Assistants -> Prompts
Threads -> Conversations
Runs -> Responses
Run-Steps -> Items
- 1. Prompt - Prompts are designed to hold configuration like model choice, tools, and system guidance (instructions), allowing them to focus purely on high-level behavior and constraints. They can strictly be accessed only from the Dashboard, and there's no programmatic way to create them. You can grab the ID of the prompt to reference it from code. One awesome thing about them is in-built versioning support.
- 2. Conversation - Conversations store generalized objects called Items, which represent a stream of data beyond just text messages, including tool calls, tool outputs, and other information. While creating a response, you can specify the conversation ID and the context and state of the conversation will be accessible and maintained.

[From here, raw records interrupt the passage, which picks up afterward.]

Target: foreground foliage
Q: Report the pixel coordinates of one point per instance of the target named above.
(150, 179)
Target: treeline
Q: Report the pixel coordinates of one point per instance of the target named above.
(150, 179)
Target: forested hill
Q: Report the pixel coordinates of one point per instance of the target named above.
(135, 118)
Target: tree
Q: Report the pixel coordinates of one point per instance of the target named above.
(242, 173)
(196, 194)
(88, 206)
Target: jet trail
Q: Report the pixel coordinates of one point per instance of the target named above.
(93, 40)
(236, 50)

- 3. Response - The cumbersome asynchronous Run process is replaced by the simpler Response primitive. You send input items and get output items back, unifying the execution process. As per OpenAI, Responses benefit from lower costs due to substantially improved cache utilization (showing a 40% to 80% improvement in internal tests over Chat Completions).
Responses API Flow (For Persistent Conversations)

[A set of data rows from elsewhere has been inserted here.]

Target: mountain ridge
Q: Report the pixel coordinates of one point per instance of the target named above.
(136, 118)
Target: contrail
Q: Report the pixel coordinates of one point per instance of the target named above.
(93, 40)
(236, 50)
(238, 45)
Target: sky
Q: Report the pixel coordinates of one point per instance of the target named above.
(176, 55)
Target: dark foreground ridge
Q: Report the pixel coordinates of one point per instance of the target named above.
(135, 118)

- 1. Create a Prompt through the Dashboard

Source: platform.openai.com
- 2. Create a Conversation
import OpenAI from "openai";
const openai = new OpenAI({
apiKey: import.meta.env.OPENAI_API_KEY,
});
const thread = await openai.conversations.create();
- 3. Create a Response
const run = await openai.responses.create(
{
prompt: {
id: "<prompt_id_from_dashboard>"
},
input: [
{
role: "user",
content: message,
}
],
conversation: "<conversation_id>",
store: true,
stream: true,
}
)
Note that the prompt is configurable using the Dashboard
, so when you specify the prompt_id
, it will refer to the configuration of the prompt created via the dashboard, but if you want you can also override properties through code as well.
However, the input
property extends, meaning, there are message input fields in the dashboard which allow you to define some default messages to start a conversation as well as a system message. And, the user message you send from the code gets concatenated to the messages defined in the prompt.

Source: platform.openai.com
- 4. Iterate over Response Events
// while streaming is enabled (stream: true)

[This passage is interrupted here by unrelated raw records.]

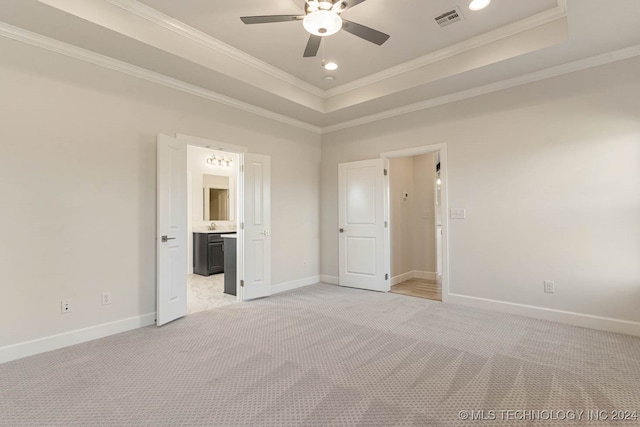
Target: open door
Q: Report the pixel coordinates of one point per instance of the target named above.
(362, 225)
(256, 230)
(171, 238)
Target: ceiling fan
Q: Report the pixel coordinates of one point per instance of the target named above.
(322, 18)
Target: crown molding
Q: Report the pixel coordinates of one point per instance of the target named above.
(582, 64)
(525, 24)
(156, 17)
(33, 39)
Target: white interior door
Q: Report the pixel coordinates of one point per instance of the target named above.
(171, 238)
(256, 235)
(362, 222)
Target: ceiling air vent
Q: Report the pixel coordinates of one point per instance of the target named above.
(449, 17)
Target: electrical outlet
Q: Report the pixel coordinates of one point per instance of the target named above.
(65, 306)
(106, 298)
(549, 287)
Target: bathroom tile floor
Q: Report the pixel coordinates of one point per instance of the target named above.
(205, 293)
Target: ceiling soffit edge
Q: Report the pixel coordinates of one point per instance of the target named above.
(37, 40)
(158, 18)
(106, 14)
(47, 43)
(571, 67)
(500, 33)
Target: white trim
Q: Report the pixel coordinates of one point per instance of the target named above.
(444, 200)
(510, 30)
(569, 317)
(209, 143)
(425, 275)
(66, 49)
(65, 339)
(294, 284)
(582, 64)
(415, 274)
(332, 280)
(152, 15)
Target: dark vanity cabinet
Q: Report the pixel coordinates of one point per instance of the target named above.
(208, 253)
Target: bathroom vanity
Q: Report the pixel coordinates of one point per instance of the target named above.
(208, 252)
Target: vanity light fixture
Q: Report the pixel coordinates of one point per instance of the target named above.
(479, 4)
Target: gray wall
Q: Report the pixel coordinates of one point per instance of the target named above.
(78, 185)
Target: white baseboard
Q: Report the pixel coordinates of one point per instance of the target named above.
(295, 284)
(415, 274)
(332, 280)
(572, 318)
(54, 342)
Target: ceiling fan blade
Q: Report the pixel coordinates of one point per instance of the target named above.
(270, 18)
(353, 3)
(369, 34)
(312, 46)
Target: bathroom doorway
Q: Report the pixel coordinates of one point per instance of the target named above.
(212, 182)
(416, 222)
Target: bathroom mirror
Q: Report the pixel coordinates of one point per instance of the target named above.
(215, 198)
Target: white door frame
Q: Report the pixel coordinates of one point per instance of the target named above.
(230, 148)
(444, 200)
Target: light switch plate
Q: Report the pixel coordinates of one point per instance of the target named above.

const run = await openai.responses.create(
{
/** */
stream: true,
}
)
for await (const event of run) {
if (event.type === "response.output_text.delta") {/** */}
if (event.type === "response.output_item.added") {/** */}
if (event.item.type === "message" && event.item.status === "in_progress") {/** */}
/** ... */
if (event.type === "response.failed") {/** */}
if (event.type === "error") {/** */}
if (event.type === "response.completed") {/** */}
}
Thoughts
The Assistants API was a huge help in bringing thread-like conversations to life and it worked to some extent. Now, OpenAI has decided to revamp and improve upon it in the form of the Responses API. As mentioned before, the Assistants API is deprecated and will be abandoned with effect from 26th August, 2026, so now is the time to plan a migration to the Responses API.